Bad Godesberg Workers are busy building up the Nicholas Market in Bad Godesberg for its opening on Monday, November 25. The first huts are already standing, there will be 50 in all this year. Lots of concerts, dance, magic and more will take place on stage.
If all goes well, the whole thing takes 30 minutes. "Four elements, a base plate, eight struts, tarpaulin on top," says Marcel Hardt. He and his team were setting up wooden huts at Fronhof on Monday for the Nicholas Market, which will open on Monday, November 25. The family business from Cologne leases a total of 16 stalls to Godesberg City Marketing, which organizes the market. Hardt's grandfather is the head of the family business. A total of 50 vendors will be present, some of them bringing their own stands.
While the workers are putting the stalls together, another company is hanging up the Christmas lights in the city center; this is sponsored by the Bonn municipal utilities and local retailers. "However, it is becoming increasingly difficult to motivate businesses to contribute," says Jürgen Bruder, Chairman of Bad Godesberg City Marketing.
Hardt and his team have transported the stalls from Cologne by truck. The wooden elements for a hut and the floor slab with the green iron frame weigh over a ton. But the company doesn’t merely provide the booths. "The boss built the castle fortress himself," says Patrick Willschinski, who is a member of the team. "The city's marketing team insisted on having it.”
The fortress still lacks the two towers
But it is not yet complete. The base is already at Theaterplatz, but the two two-meter high towers that are enthroned on top of the roof are still missing. When completed, mulled wine and Kölsch beer will be served here. On one wall hangs a wooden sign that says "Here reigns lord Theodor". "That's the boss," says Willschinski. The latter not only builds the huts, but also works behind the counter. "Then I'll be here from morning till night.”
The market is open Mondays to Saturdays from 11 am to 7:30 pm, Sundays from 12 to 7 pm. On weekends, concerts, readings and much more take place on the Fronhof stage. Here is an excerpt from the program published by City Marketing: On Saturday, November 30, Mark Bennett (1 p.m.) will play songs with a Christmas flair. Afterwards there will be a fairytale hour (3 pm). In the evening at 8:30 p.m. there will be a Christmas musical evening. On Sunday, December 1, children are invited to sing along to Christmas songs at "Jojos" (12:45 pm).

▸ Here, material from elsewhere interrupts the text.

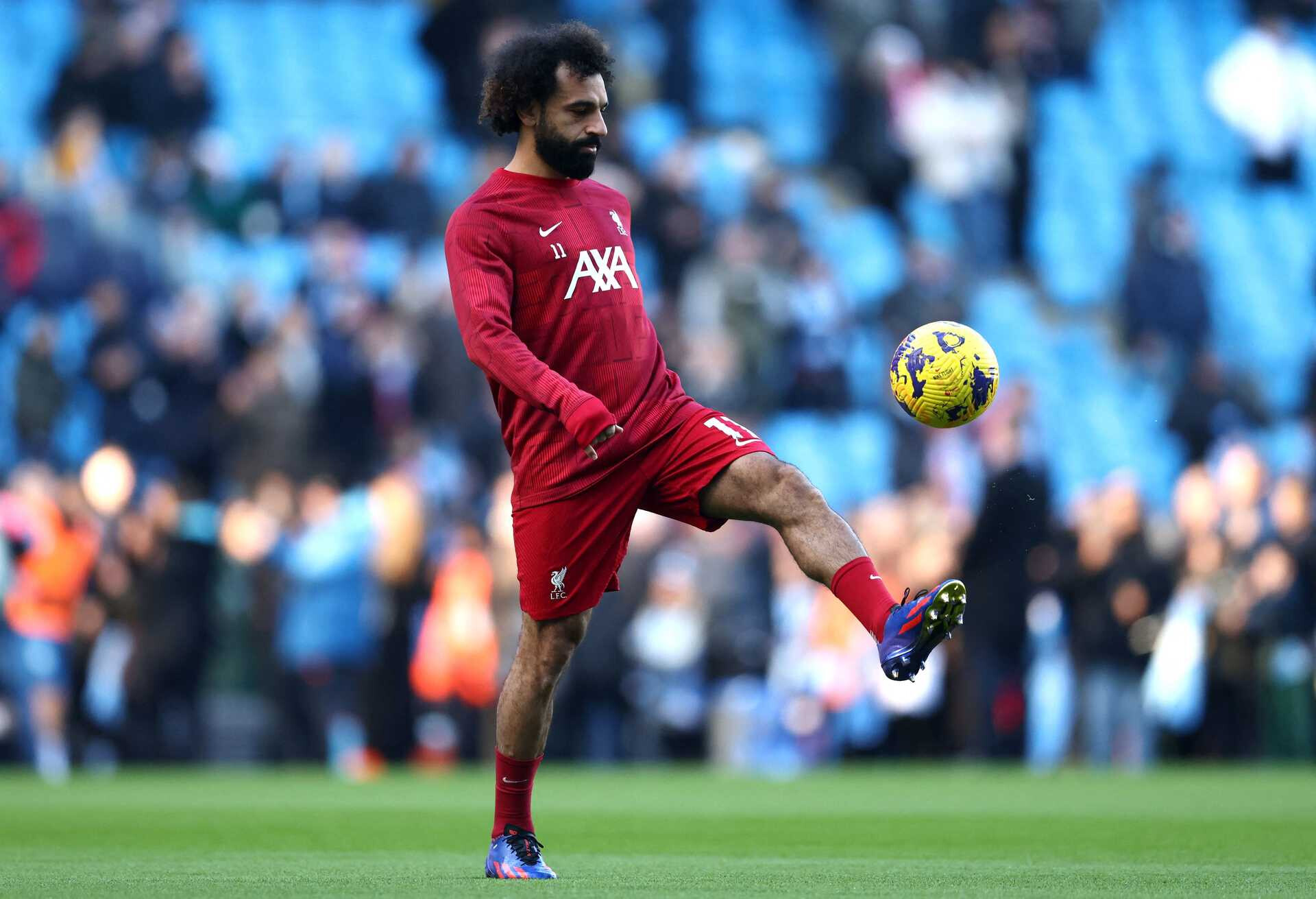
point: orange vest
(51, 577)
(457, 649)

Later, the Jazz Pack will be on stage (5 p.m.) with Christmas jazz and soul music.
On Friday, December 6, St. Nicholas comes to visit the Fronhofer Galeria (11 am). Until 6 pm, children can climb the throne to visit him, tell him their wishes and take a souvenir photo. Afterwards there are sweets. On Saturday, December 7th, the Alphornissen will perform. In the afternoon the dance school Koltermann presents a show featuring dance from ballet to hip-hop (4 pm). Sunday, December 8 starts with a Christmas puppet show (12:30 pm), in the evening Klaus Krumsdorf plays covers using the Kölsche dialect (6 pm).

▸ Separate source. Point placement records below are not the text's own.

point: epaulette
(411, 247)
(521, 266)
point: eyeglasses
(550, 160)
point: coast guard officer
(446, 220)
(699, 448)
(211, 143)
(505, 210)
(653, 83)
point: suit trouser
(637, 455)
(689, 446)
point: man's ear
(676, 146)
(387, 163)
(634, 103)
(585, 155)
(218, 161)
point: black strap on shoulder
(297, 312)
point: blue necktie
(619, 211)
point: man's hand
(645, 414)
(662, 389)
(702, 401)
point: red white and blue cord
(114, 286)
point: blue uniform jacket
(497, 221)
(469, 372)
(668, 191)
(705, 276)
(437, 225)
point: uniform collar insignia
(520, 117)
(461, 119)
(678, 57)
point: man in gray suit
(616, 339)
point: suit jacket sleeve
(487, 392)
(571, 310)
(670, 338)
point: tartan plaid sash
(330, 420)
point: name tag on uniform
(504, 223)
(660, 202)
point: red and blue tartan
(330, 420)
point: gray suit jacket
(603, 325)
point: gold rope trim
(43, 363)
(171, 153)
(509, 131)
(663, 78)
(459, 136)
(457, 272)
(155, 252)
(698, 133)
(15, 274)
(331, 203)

On Friday, December 13, visitors can sing songs with the children of the Rigal'sche Wiese day-care center (12 noon). Saturday, December 14th, the clown Ugolino performs (1 pm). In the evening, Cartel will provide some atmosphere with their mix of jazz, rock, funk, latin and fusion (6 pm). On Sunday, December 15, the pianist Antonio Macan (1 p.m.) opens the market on a white grand piano. He will be followed by Peter Weisheit and the Dixie Tramps, who will play acoustic Christmas songs (4 pm). On Saturday, December 21, Caffier with Christmas and folk songs will continue the musical program (3:45 pm). On Sunday, December 22, the Pia Nino band will give a winter concert to keep everyone warm (12:30 pm). The last group on stage will be Swing OK (5:30 pm).
December 23 will be the last day. The last day is always the hardest, says Willschinski. Winding down until all the drinks are gone. Already that evening, he and the others dismantle the stalls again and bring them back to Cologne.